1. Make all data explorable
A matching data catalog allows data experts to search all available assets and data structures in seconds. Automation was the key to success here. This means that the data always remains up to date without enormous manual effort. Analysts can also use the catalog to find out at any time whether the data is up-to-date and suitable for the question at hand.
In addition to clear documentation and business context, a powerful search helps to find the data needed efficiently. The search function was a core criterion when selecting a suitable catalog tool. Diverse filtering and sorting functions were important for the user group, as the available data base had a very large volume. Basically, a catalog with its features should always fit the real user group.
2. Analyze data
Data profiling tools and functions allow data experts to quickly gain a good first impression of the identified data. Statistics, real data distributions and properties of the data set are useful information, as are sample values.
Depending on the issue and the team, the direct connection of the data catalog with the BI tool is very helpful. Many companies rely on Tableau, PowerBI or Redash to provide deeper insights. A central overview was also created to provide the data teams with a centralized and clear view of all other tools used for analysis. The goal was to make the jump from the data directly to the tool of choice as uncomplicated and fast as possible.
3. Curate data
After data for a use case was successfully and quickly identified and analyzed, typical steps of data preparation followed: cleansing, enrichment and combination with other data.

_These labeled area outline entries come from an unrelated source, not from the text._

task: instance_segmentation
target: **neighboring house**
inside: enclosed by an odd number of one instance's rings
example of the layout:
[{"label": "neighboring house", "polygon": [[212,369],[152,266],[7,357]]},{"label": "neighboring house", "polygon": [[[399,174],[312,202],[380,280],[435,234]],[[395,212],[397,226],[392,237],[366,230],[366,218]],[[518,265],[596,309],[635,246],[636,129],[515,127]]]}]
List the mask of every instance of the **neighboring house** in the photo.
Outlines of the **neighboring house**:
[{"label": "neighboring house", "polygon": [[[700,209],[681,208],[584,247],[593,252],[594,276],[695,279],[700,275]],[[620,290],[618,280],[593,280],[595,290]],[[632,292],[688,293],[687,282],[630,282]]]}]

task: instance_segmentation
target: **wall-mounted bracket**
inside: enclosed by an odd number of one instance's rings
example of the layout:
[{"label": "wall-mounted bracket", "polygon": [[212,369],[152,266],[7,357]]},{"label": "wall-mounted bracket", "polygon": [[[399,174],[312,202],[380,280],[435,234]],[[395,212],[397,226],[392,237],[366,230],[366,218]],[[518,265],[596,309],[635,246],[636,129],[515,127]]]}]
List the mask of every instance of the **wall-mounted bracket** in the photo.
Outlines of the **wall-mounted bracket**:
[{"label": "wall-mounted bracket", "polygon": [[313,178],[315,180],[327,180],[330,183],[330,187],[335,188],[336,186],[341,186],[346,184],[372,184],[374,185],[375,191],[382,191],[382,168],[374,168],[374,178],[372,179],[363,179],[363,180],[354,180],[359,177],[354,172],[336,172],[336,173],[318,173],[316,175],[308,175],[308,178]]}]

An optimal way to further process the given data is offered by SQL. The modern data architecture implemented in this project allows flexible querying of data from different sources.
Overall, it was of central importance for efficient data curation to provide all employees with the most suitable tools. To ensure this, in addition to the development of several interfaces, the data catalog has been established as a central documentation location. In this way, flexibility and transparency can be combined in real operations.